The Post notes that Eggen was part of several groundbreaking stories over the past few decades. This included his role as part of a team that won a Pulitzer Prize in 2002 for investigations into the terror network behind 9/11.
He also covered the Russia Collusion Hoax and J6.
More from the Post:
Mr. Eggen was at the center of much of The Post’s most sensitive and high-profile stories and projects during his nearly three decades at the paper. He was part of a team that won a Pulitzer Prize in 2002 for investigations into the network behind the 9/11 terrorist attacks, and he later was a key editor on the paper’s Pulitzer-winning reporting on Russian election interference in 2016 and the insurrection at the U.S. Capitol on Jan. 6, 2021.
While covering the Justice Department in 2001, Mr. Eggen helped examine the financing and organization of the terrorist cells that flew hijacked airplanes into the World Trade Center in New York and the Pentagon in Northern Virginia.

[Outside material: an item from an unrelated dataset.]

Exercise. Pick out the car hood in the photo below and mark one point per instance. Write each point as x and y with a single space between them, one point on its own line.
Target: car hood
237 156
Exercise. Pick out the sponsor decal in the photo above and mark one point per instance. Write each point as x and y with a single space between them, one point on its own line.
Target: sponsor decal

Less than three weeks later, he and Post journalist Bob Woodward wrote: “U.S. investigators have determined that at least four of the 19 suspected hijackers were trained at camps in Afghanistan run by Osama bin Laden, whose al Qaeda network is believed responsible for the assaults on New York and Washington.”
Eggen was laid off in February along with hundreds of other Post reporters, but he had recently found his footing. He had successfully landed a job as an editor at NOTUS, a Washington news organization that is being renamed as the Star.
But he died before he could begin his new job.
Eggen is survived by his two children, Madeleine and Max Eggen, and a sister.